On Monday, Lifetime made the historic announcement of its “first-ever branded custom mid-form content” in a collaboration with Kentucky Fried Chicken. That is, a 15-minute advertisement called A Recipe For Seduction, airing this Sunday at 12 p.m. and later on the channel’s streaming platforms. It looks like an even soapier, steamier farce than the channel’s typical holiday offerings, and stars Mario Lopez as Sexy Colonel Harland Sanders — which rudely implies the existence of an unsexy Col. Sanders. If the production values look heightened, it’s because this is effectively a prolonged Super Bowl commercial.

The trailer promises a bizarro, psychedelic fever dream, in which Lopez’s Sanders crashes an absurdly wealthy romance, with his secret fried chicken recipe in tow. As the official synopsis puts it, “a young heiress contends with the affections of a suitor handpicked by her mother,” before Sanders emerges to complicate the dynamic. If the trailer’s any indication, it will quickly descend into violent, smutty retaliation, with shadowy basement interrogations and huge sharpened knives.

While last week’s news of Warner’s entire theatrical slate debuting on HBO Max in 2021 might have spelled doom for movie theaters, Recipe feels like the next phase of a long, slow bleed-out for the distinction between sponcon and viral shamelessness. Earlier this year, Ford, Hulu, and Walton Goggins teamed up for some of that branded custom mid-form content with John Bronco, which took an even more of a guerrilla approach to its marketing. Not that any of this is unprecedented, or a break from something like, say, Mac and Me, but it’s increasingly just the way things are going to work now.

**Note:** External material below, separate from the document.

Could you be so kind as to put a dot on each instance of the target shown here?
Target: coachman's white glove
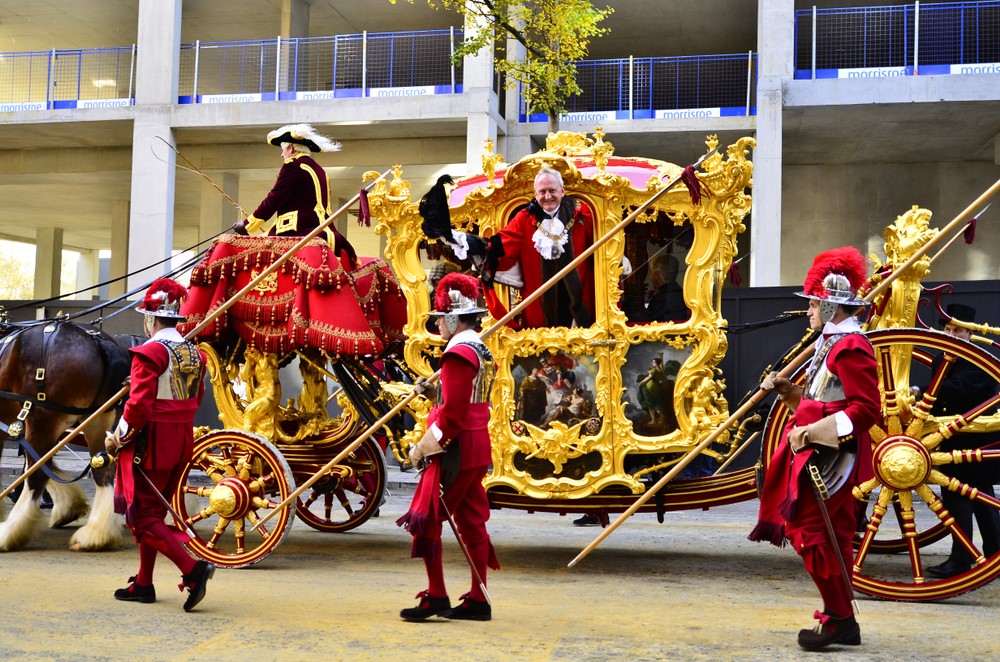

Craven product placements have been a part of the film industry for decades on end now, but the entire thing becoming the ad, with a cottage industry beckoning to carry water for the brands...feels slightly worse than earlier iterations. There’s a sort of charm to watching an old Sony film and seeing the obvious Vaio or PSP placements (better yet, when Cameron Diaz’s house in The Holiday has shelves lined with nothing but Sony Pictures DVDs.) It’s harder to imagine the affection for Recipe or John Bronco lasting much beyond a week.

Anyway, if you watch enough Hallmark and Lifetime original movie trailers in a row, the existence of one that’s a bit more salacious and knowingly garish is pleasant enough. It’s hard to take something like this seriously beyond the sort of lingering queasiness in your stomach, so long as enough streaming services don't allow this to spiral into near-permanent nausea.